T-shirt de la honte: débat enflammé

  • Le t-shirt que le Cycle de Pinchat fait porter à certaines élèves. DR

La rentrée à peine effectuée, une affaire de t-shirt a mis le feu aux poudres. De quoi s’agit-il? Au Cycle de Pinchat, lorsque des élèves, ultra majoritairement des jeunes filles, ont une tenue jugée provocante ou sexy, on leur fait porter un t-shirt XXL portant la mention «J’ai une tenue adéquate». Suite aux témoignages recueillis via le compte instagram sexisme_geneve et à un article du Courrier, les pros et les anti t-shirt s’écharpent. Notre face à face sur le sujet oppose l’ancienne magistrate de la Ville de Genève, Sandrine Salerno, et le député PLR et écrivain Jean Romain. GHI

A quand un monde sans sexisme ordinaire?

Sandrine Salerno, ancienne conseillère administrative (PS) de la Ville de Genève

C’est l’histoire d’une petite fille qui deviendra une femme. Une fille à qui l’on expliquera que, dans la vie, il faut faire attention à comment on s’habille, se maquille, se comporte. Une fille qui comprendra très vite que parfois, il y a des chemins, des heures à éviter. Une fille qui aura intégré qu’il faut être sur ses gardes, détourner le regard et marcher vite.

C’est l’histoire de nos vies, à nous, les femmes. Nous, qui apprenons toutes petites que tout peut arriver si nous ne savons pas nous protéger. Car, voyez-vous, nous provoquons la tentation et le désir si naturellement… Alors, une remarque déplacée, une main aux fesses, un type collant qui nous ennuie voire pire, c’est dans l’ordre des choses. C’est désagréable, mais avons-nous fait attention? N’est-ce pas un peu de notre faute? Nous voilà coresponsables et en aucun cas victimes. Nous aurions dû le savoir puisque, depuis notre naissance, on nous le répète. Même lorsqu’on dit non, ce non est trop timide, ambigu, finalement inaudible.

Au-delà de la polémique autour de ce t-shirt, ce qui se joue c’est le débat sur le sexisme ordinaire et la culture du viol. Ce qui s’exprime, c’est cette injonction qui veut que les filles doivent se protéger de la violence et du désir des garçons.

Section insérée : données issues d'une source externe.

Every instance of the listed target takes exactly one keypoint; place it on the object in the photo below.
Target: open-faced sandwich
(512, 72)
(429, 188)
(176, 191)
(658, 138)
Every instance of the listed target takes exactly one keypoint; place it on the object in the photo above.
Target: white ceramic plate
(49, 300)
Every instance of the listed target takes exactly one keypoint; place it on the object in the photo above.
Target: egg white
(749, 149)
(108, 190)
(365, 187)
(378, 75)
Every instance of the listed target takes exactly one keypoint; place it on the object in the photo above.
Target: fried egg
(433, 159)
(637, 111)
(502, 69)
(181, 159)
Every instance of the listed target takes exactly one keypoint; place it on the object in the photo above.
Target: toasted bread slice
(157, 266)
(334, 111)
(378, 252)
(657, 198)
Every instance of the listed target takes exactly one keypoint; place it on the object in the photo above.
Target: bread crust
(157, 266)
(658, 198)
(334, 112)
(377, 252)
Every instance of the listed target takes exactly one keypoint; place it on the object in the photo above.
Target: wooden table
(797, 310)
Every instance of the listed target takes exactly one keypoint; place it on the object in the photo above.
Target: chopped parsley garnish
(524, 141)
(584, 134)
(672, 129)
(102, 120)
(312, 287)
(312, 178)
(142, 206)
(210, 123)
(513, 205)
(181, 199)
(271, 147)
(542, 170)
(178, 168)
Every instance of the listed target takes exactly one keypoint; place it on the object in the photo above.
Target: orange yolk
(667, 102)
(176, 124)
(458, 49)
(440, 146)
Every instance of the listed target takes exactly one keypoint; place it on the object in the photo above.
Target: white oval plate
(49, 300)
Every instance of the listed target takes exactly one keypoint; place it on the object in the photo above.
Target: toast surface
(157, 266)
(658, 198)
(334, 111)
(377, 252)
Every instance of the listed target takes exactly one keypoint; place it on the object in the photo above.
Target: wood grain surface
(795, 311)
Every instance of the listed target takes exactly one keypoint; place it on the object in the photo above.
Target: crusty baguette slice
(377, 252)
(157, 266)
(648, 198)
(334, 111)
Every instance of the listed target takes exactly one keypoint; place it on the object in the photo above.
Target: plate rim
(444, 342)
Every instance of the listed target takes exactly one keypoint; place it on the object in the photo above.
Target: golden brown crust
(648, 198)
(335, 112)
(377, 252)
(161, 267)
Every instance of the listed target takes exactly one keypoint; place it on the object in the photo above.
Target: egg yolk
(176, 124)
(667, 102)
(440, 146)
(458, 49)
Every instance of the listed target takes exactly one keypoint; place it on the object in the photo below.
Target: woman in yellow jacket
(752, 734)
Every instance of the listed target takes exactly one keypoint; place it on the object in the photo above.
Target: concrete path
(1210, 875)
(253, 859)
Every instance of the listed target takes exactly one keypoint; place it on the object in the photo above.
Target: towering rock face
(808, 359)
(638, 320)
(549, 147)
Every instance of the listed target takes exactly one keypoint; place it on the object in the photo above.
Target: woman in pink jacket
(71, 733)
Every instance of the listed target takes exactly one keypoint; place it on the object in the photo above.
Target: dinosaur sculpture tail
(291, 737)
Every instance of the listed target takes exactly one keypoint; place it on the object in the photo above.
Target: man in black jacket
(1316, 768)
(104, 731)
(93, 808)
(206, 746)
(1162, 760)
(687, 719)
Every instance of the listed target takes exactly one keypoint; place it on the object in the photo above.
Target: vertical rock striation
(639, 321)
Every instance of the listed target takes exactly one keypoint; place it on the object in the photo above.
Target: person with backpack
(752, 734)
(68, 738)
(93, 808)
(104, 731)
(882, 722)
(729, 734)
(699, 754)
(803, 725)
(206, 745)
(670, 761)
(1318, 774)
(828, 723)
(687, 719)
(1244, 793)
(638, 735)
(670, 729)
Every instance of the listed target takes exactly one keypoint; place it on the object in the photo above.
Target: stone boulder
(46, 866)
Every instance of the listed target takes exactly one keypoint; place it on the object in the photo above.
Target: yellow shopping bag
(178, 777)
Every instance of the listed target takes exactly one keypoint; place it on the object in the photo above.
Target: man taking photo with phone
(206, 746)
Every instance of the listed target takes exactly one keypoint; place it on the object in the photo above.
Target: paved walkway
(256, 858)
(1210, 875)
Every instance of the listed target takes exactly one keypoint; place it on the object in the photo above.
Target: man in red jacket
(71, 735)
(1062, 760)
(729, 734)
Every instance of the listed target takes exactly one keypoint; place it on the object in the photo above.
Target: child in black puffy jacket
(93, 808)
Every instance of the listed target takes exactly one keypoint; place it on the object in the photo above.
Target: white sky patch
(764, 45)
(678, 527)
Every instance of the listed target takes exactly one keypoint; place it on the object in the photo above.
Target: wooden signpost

Ce t-shirt choque des femmes et des hommes aussi, j’en suis certaine, qui ne se reconnaissent pas dans ce monde sexiste, caricatural et stéréotypé. Des femmes qui veulent s’habiller comme bon leur semble sans être jugées et importunées. Des hommes qui eux aussi veulent l’égalité. Aujourd’hui et encore plus qu’hier, je rêve d’un monde où je n’aurais pas à inculquer à mes filles la culture de la peur, où elles seront libres, se sentiront respectées et protégées. Un monde diamétralement différent de celui dans lequel j’ai grandi.

Eloge de la tenue et de la retenue

Jean Romain, député PLR au Grand Conseil et écrivain

Il existe différents lieux en ce qui concerne l’habillement: les lieux ordinaires (plages, rues, musées, cinémas…), les lieux où se joue la République (parlements, écoles…), les lieux sacrés (églises, synagogues, mosquées…). Ce qui est permis dans tel lieu peut se voir proscrit dans tel autre, et peu importe son sexe. Distinguer les lieux dans leur dissemblance c’est faire preuve d’intelligence si par intelligence on entend la capacité d’établir des différences. Le sot considère que tout est du même ordre, il est guidé par la confusion.

L’école n’est pas un «lieu de vie», selon le slogan des songe-creux; c’est un lieu qui permet de s’élever grâce au savoir qu’on y transmet. C’est donc une relation à trois: un maître, une matière et un élève. Pour que cette relation opère à l’école, il faut plusieurs facteurs dont l’alchimie est délicate. Tellement délicate d’ailleurs qu’elle peut facilement être troublée. L’inintelligence du lieu gâche la relation: le bruit, l’indiscipline, le langage ordurier, la concentration défaillante, la tenue tapageuse, les pieds sur les tables, le bavardage, le masque anti-Covid.

Il existe donc à l’école un ordre républicain qui est de nature différente de l’ordre privé car il impose à chaque acteur de la retenue. On ne s’y rend pas comme dans un magasin: on enlève sa casquette, on n’exhibe pas son nombril ni son string, on n’affiche pas son appartenance à telle ou telle communauté. Car ce ne sont pas là les valeurs recherchées par l’école qui vise l’universel. Pour accéder à cet universel, l’élève doit donc s’élever (c’est l’étymologie), et ainsi brider momentanément une partie de sa propre autonomie.  Mais en dehors de l’institution, les choses sont différentes.